Should individuals save their own progress on clients or is there another way to save it?
Let’s assume you have a save event that will dump the game state to disk already written.
There’s no reason you can’t trigger that save event from the host.
The reason why this isn’t generally featured in games is more because usually you want to give the player the option to choose a save file or to select some save options.
If a game is silently saved by the host and all the clients also save up, this could be very annoying.
A save will probably cause a framerate drop, right?
Unless the game saves asynchronously, which would still require copying the gamestate to somewhere in RAM temporarily, you probably want the game to pause during saving.
If the host keeps saving, causing everybody to pause their game, they might get annoyed.
Regardless of whether the server or the client triggers a save, you would not necessarily need to check the has authority flag for clients.
You may still want to check the authority flag just in case you make changes in the future.
To illustrate the just in case…
Take Sins of a Solar Empire or Age of Empires as example: anybody who saves temporarily becomes
“server-like” because they need to know everybody else’s resources and the positions of all the AI units.

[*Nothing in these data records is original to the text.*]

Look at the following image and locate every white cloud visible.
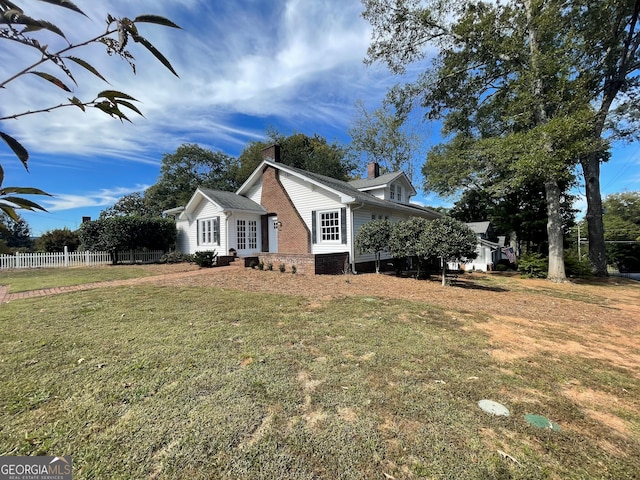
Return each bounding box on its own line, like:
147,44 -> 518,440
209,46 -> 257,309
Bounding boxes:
39,185 -> 149,212
0,0 -> 385,161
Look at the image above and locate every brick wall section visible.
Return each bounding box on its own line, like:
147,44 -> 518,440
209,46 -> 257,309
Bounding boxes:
315,252 -> 349,275
260,167 -> 311,253
258,253 -> 316,275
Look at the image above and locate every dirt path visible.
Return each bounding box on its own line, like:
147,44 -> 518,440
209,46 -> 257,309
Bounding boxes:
0,262 -> 640,376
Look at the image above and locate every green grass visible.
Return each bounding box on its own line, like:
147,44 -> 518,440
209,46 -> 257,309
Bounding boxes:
0,264 -> 195,293
0,285 -> 640,479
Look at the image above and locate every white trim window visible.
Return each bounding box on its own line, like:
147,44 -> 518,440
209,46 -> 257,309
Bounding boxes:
198,217 -> 220,245
319,210 -> 340,243
236,220 -> 258,250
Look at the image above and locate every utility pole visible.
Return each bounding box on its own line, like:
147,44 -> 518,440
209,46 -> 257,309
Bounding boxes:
578,222 -> 582,260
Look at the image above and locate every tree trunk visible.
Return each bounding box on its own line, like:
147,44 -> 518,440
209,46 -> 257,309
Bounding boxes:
544,180 -> 567,282
581,155 -> 608,277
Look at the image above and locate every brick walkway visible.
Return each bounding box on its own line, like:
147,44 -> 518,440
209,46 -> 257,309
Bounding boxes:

(I don’t know the source behind these programs, but let’s assume for a moment that not everybody has all the game information at all times [which they probably don’t based on what little experience I have with RTS games, there is too much data to share it all all the time])
If the clients don’t know all this information, then they can’t save the game properly without the server’s help.
If they do know all this information, save it all without regard to authority and you should be good to go!
If you end up changing this in the future such that the clients don’t know all the information, you’ll be glad you have the has authority flag so you know where to look to request a packet of the most up to date information from the server.